By Eddie Pipkin
I recently had coffee with the talented and thoughtful worship leader at the local church my wife and I have been attending. What I had seen of his public persona I liked a lot, so when he sent an email proposing we get together, I enthusiastically accepted. His boss, the lead pastor, had suggested that he and I get together to talk about men’s ministry. This is a revitalized, reborn and still-figuring -it-out congregation operating out of a century-old campus, and from the moment I walked in, I had been impressed with the long list of innovative things they’ve been doing that are exactly the kinds of things Phil and I encourage in this space every week. So, there we were, enjoying our coffee and a robust conversation about all the exciting developments, when I interjected, “So why do you want to focus on a ‘men’s ministry’?” to which he responded, “Exactly. I was wondering the same thing.”
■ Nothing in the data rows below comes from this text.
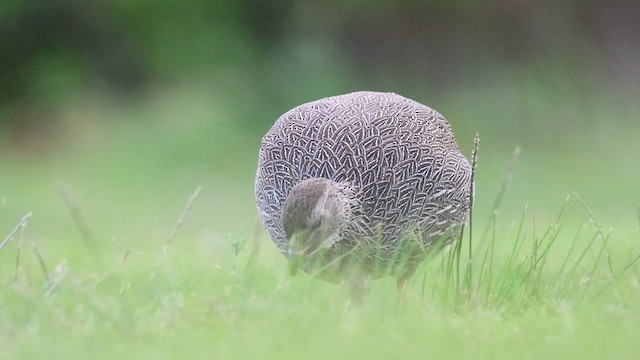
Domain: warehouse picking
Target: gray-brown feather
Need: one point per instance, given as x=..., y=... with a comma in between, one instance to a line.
x=398, y=157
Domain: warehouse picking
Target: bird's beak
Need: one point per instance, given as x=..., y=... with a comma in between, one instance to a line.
x=295, y=254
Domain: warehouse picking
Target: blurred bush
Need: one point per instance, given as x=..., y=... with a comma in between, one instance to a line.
x=267, y=55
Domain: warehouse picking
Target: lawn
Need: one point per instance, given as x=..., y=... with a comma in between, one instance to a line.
x=144, y=242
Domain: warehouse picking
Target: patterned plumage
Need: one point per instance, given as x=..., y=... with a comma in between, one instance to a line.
x=363, y=177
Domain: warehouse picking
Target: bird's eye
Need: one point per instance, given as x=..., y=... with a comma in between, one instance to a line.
x=315, y=224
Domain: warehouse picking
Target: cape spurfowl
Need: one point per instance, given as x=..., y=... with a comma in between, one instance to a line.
x=357, y=186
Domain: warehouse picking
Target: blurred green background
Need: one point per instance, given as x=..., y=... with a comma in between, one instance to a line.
x=127, y=105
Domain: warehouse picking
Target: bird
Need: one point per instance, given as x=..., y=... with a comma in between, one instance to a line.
x=358, y=186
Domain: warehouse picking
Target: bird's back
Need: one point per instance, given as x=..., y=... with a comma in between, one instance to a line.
x=399, y=156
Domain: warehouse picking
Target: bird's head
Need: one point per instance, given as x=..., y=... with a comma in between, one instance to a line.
x=314, y=213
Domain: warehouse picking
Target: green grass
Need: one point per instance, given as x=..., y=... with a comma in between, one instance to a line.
x=103, y=270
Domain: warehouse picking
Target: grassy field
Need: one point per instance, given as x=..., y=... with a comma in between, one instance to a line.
x=125, y=256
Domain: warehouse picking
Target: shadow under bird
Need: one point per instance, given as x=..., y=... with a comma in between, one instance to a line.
x=358, y=186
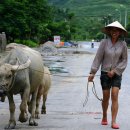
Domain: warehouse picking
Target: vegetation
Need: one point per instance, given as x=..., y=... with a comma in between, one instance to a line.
x=92, y=15
x=33, y=22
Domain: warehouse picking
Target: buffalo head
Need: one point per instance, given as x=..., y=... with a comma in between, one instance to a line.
x=7, y=73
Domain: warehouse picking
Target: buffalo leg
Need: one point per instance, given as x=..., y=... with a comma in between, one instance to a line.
x=23, y=117
x=12, y=121
x=43, y=111
x=33, y=108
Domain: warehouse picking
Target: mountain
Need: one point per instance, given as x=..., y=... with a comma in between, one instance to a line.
x=94, y=8
x=97, y=10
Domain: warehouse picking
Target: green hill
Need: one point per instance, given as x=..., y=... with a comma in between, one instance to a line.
x=88, y=11
x=95, y=8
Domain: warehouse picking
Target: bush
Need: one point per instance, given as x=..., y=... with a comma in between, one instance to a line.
x=27, y=42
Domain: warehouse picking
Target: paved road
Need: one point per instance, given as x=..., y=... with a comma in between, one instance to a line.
x=65, y=109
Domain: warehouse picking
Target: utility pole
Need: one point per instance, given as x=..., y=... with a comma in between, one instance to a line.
x=125, y=17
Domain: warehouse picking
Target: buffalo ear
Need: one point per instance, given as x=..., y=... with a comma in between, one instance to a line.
x=22, y=66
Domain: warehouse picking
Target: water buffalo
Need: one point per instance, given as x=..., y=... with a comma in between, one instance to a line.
x=43, y=91
x=21, y=72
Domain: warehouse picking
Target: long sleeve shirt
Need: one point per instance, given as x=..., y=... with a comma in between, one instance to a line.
x=110, y=57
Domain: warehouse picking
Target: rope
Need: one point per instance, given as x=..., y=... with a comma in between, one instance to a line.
x=94, y=92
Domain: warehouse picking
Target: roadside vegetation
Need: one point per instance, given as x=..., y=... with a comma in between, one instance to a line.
x=33, y=22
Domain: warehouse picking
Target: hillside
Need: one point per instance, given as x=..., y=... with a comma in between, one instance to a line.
x=89, y=13
x=97, y=8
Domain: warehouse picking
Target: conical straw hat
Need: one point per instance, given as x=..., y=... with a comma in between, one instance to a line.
x=116, y=24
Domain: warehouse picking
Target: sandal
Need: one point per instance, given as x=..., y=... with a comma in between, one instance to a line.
x=104, y=122
x=115, y=126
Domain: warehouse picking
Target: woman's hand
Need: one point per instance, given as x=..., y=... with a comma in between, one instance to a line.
x=111, y=73
x=90, y=78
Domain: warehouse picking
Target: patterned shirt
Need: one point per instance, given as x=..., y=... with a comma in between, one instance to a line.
x=110, y=57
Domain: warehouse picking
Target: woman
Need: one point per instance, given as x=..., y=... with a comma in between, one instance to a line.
x=112, y=56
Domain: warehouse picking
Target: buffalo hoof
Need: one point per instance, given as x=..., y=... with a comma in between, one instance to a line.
x=32, y=122
x=11, y=125
x=37, y=116
x=43, y=112
x=23, y=118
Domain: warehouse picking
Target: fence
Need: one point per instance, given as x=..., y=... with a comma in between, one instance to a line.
x=3, y=41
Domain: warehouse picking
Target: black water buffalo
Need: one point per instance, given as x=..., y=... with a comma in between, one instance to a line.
x=21, y=72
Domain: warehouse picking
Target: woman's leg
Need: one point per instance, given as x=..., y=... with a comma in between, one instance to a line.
x=105, y=103
x=114, y=107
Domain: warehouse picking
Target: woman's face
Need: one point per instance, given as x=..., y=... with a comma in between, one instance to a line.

Men’s ministry is one of those ideas that feels foundational when we’re thinking about church programming. We historically carve out specialized offerings for groups that seem to have obvious shared interests, so we get youth ministry, children’s ministry, senior ministry (which we can argue about what to call), young adult ministry, singles ministry, couples ministry, women’s ministry, and men’s ministry. Feel free to add your own which I have missed. These were mainstays of the 20th Century denominational churches. But as we struggle to redefine what local church ministry looks like here in the 21st Century, those models sometimes work swimmingly and sometimes wash up onto dry land and flop about gasping for breath.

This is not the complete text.